Le poesie di Neri Tanfucio

Cento sonetti in vernacolo pisano
di Renato Fucini
13. edizione.
Pistoia, Tip. Cino dei fratelli Bracali, s. d.

Pag. 9

XXVI.
Sviluppo preoce (1).

Quant' a 'un ave' figlioli, io nun m' ostino,
Dirrò con te che s'ha meno pensieri.
Ma è sempre meglio lassa' fa' 'r destino,
Tanto lui lo 'onosce 'r su' mestieri.

Io, per 'enzin che 'un n' ebbi, per 'enzino,
Meglio! dissi tra me, 'un c'è dispiaceri;
Ma po' 'vando mi nacque 'r mi' Dreino,
Me lo presi e dimorto volentieri.

Perchè te, 'n der tu 'stato, 'un ci siei drento
Ar dorce delle gran consolazione
Che ti por da' 'n bimbetto di talento;

Presempio 'r mio, che pare 'no zuccone,
Lo rederesti? ha tanto intendimento
Che mi ride e mi dà già di 'oglione!

Pistoia, 1880.

1. precoce.

XXVII.
L'armistia (1).

Neri. Quando, presempio, figlia 'na regnante
O un re monta 'n sur trono, è usanza antia
Che quarsivoglia pezzo di birbante
Possa fanni anco lui 'n po' d' allegria.

Pietro. Mi garba!
Neri. Le 'ondanne tutte 'vante
Sceman' un anno, e, dato che ci sia
Quarche condanna a meno, e ce n'è tante,
Li mandan fora; e questa è l'armistia.

Pietro. Pensàmo l'eresie che stianteranno
Quelli che c'ènno a vita, Dio beato!
Perchè loro armistia nun n'averanno.

Neri. Chi t'ha detto di no? quand' un forzato
Conoscan che a mori' li manca un anno,
Lo vann' a di' ar soprano e vien graziato.

Pistoia, 1880.

1. Amnistia.

XXVIII.
Doppo sett'anni.

Neri. Ieri riveddi Maso. Che sgomento!
Guasi 'un lo rionobbi: è diventato
Che l'imbianca la barba 'vi 'n der mento,
Po' tutto grinze, eppo' mezzo sdentato...

Prodigi. Dispiaceri.
Neri. 'Un è vero; anzi è contento;
Dice che nun è stato ma' malato....
Enno l'anni che passan come 'r vento:
Lo sai Maso 'os' ha? Maso è 'nvecchiato.

Ma t' arrammenti 'vand' andiede via?
Bèr giovanotto! franco, preputente....
Se tirava 'n cazzotto.... mamma mia!

E ora anco lui nun è più bono a niente!
Ma me lo sai spiega', te, cosa sia
'Vesta porca vitaccia sconcrudente!?

Pistoia,1881.

XXIX.
Er pretino gobbo.

Già! quer pretino gobbo che unni tanto
Càpita giù ar caffè der pianterreno,
Sabbato sera mi si messe accanto,
E 'mprincipiò a parla' der più e der meno.

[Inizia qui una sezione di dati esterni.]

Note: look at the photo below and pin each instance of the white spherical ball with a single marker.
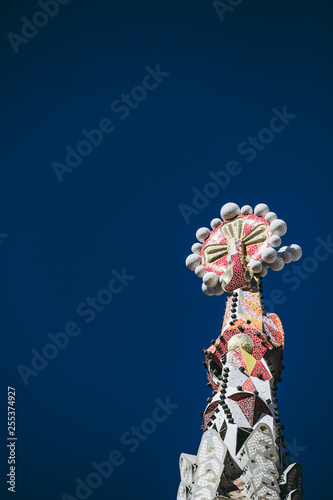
(202, 234)
(269, 255)
(206, 289)
(229, 211)
(246, 210)
(295, 251)
(270, 216)
(278, 227)
(263, 271)
(286, 256)
(274, 241)
(278, 264)
(256, 266)
(210, 279)
(261, 210)
(200, 271)
(215, 222)
(193, 261)
(196, 247)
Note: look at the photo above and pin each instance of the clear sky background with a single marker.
(129, 201)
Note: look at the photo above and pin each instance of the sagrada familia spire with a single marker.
(242, 451)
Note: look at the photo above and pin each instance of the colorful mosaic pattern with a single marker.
(242, 452)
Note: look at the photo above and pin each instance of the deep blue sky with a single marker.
(119, 208)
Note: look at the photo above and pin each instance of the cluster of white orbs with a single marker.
(275, 259)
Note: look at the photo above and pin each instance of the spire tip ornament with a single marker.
(242, 451)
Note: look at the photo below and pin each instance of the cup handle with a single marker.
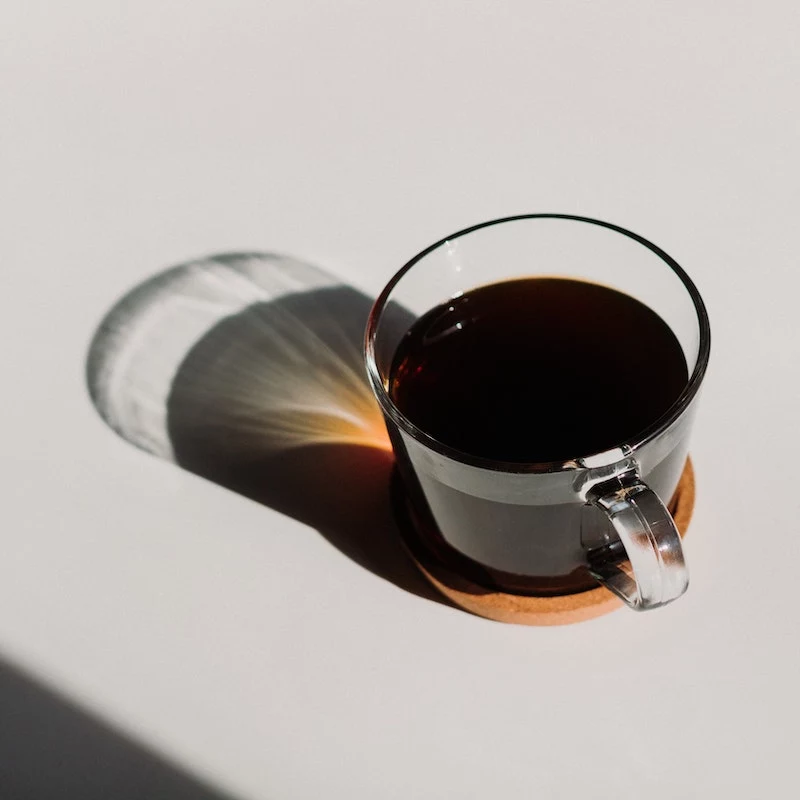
(644, 566)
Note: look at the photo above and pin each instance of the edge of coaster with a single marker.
(559, 610)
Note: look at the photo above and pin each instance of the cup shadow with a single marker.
(51, 749)
(247, 370)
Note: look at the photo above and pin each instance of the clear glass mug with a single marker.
(558, 528)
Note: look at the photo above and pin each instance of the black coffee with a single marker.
(537, 369)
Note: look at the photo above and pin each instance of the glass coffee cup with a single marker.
(539, 376)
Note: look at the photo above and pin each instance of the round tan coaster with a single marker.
(527, 610)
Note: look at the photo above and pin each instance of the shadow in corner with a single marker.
(247, 369)
(51, 750)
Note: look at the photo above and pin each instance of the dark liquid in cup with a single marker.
(537, 369)
(530, 370)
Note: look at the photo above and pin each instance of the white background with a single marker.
(137, 135)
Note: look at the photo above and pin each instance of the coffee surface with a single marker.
(537, 369)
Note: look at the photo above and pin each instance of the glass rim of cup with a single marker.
(607, 457)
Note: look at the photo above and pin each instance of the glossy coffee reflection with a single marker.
(539, 369)
(509, 372)
(539, 401)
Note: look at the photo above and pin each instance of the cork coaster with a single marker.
(527, 610)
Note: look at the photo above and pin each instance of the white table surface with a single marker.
(237, 642)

Doppo, m' arragionò d' un certo santo:....
Eppo' di 'vello che ha 'nventato 'r Treno....
E, a un certo punto, poi, così di stianto,
Mi viense a di' che l'omo, nientemeno,

È fatto simirmente 'ome Dio!
Io lo guardai 'n po' po' 'n quer muso nero,
Po' dissi: O senta, riverendo mio:

Anco da un artro, già, 'un ci 'rederei,
Ma caso mai, 'ni dissi, fussi vero,
Con quer groppone nun me l'ha a di' lei!

Firenze, 1880.

XXX.
Davanti ar colosso der Fanti a Firenze.

Pipi. Senti: chi te l' ha detto o ha fatto 'r chiasso,
O, viceversa, ènno di gran canaglia;
Perchè lui, con un apisse e 'r compasso
Vinceva, si por di', quarsia battaglia.

Lui, vedi, si piantava a capo basso
Sopra 'na 'arta 'om' una tovaglia
E comandava, 'nsenza fare un passo:
"Qui cavalli, presempio, e là mitraglia."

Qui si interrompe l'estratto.